Path Planning Algorithm Comparison
Global Path-Planning algorithms are used to find a “shortest” allowed path from one vertex to another through a connected graph when all environment information is known. Some commonly used algorithms for global path planning are Dijkstra’s algorithm and A* algorithm. RRT (rapidly-exploring random trees) algorithm, in comparison can plan a path in configuration-space without generating a connected graph, but instead building a probabilistic tree. These three algorithms for some given randomized environment will be compared using the metric of time required for the algorithm to compute an optimal path for different environment sizes.
Dijkstra’s algorithm works as follows:
1) Assign every node an infinity distance value and the start node as 0 distance. Put all nodes into an unvisited set.
2) Set the start node as the current node and mark as visited.
3) Check the distances of all neighboring nodes to the current node and add current distance. If this new distance is shorter than then current distance assigned to each distance, assign that shorter distance as the new distance.
4) Mark the current node as visited.
5) Select the unvisited node with the smallest distance to start as the new current node and go back to step 3.
A* is very similar to Dijkstra’s algorithm, with the only difference being that in step 5, instead of selecting the unvisited node with the smallest distance to the start node as the new current node, a heuristic cost value is added to the distance value. In the case of a mobile robot in a 2D environment, this cost function is the Euclidian distance of the current point with the goal point. Then the unvisited node with the smallest cost function is chosen as the next current node. This increases the speed of the algorithm by ensuring that less unnecessary nodes are checked.

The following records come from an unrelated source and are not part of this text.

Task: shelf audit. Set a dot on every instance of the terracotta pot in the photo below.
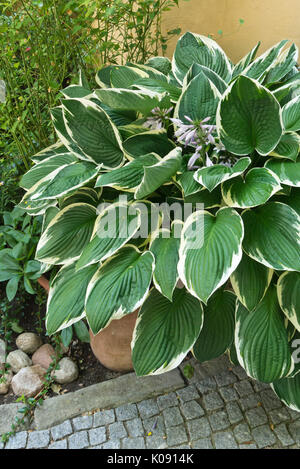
(112, 345)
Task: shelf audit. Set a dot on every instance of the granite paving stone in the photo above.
(221, 408)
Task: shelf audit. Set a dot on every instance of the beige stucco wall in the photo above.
(266, 20)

RRT, as a random sampling method, does not rely on graph representation to function properly, so the environment map can be used as is with no modification. RRT works by:
1.Randomly sampling a point in configuration space and checking if this point is in an valid (it is not in an obstacle).
2.If this point is not in an obstacle, the nearest vertex in the tree is found that can be connected to the point without the line created passing through an obstacle.
3.A segment is added in the tree connecting the randomly sampled point and the nearest tree vertex.
4.Continue from step 1 until the randomly sampled point is within a certain bound from the goal point. Then create a tree segment between that point and the goal point.
This algorithm can be improved by adding a sampling bias in which at each random sample, there is a 10% chance that the point sampled will be the goal point. This improves the speed and quality of the algorithm. RRT is not guaranteed to find the shortest path, but only guaranteed to find some path between the start and goal points. Because paths found by RRT are usually jagged and non-optimal, these paths can be improved by smoothing the path afterwards.
I then ran an experiment in which I ran Dijkstra’s, A*, and RRT to find paths in randomly generated environments of varying grid size. For each grid size, 50 random environments were generated and the three algorithms were run on these environments. The amount of time that each algorithm took to complete was logged, and the average of these logged speeds for each grid size can be found in the plot below. As can be seen, A* is always roughly twice as fast as Dijkstra’s algorithm, and RRT is slower for small grid sizes, but much faster for any grid size above 70.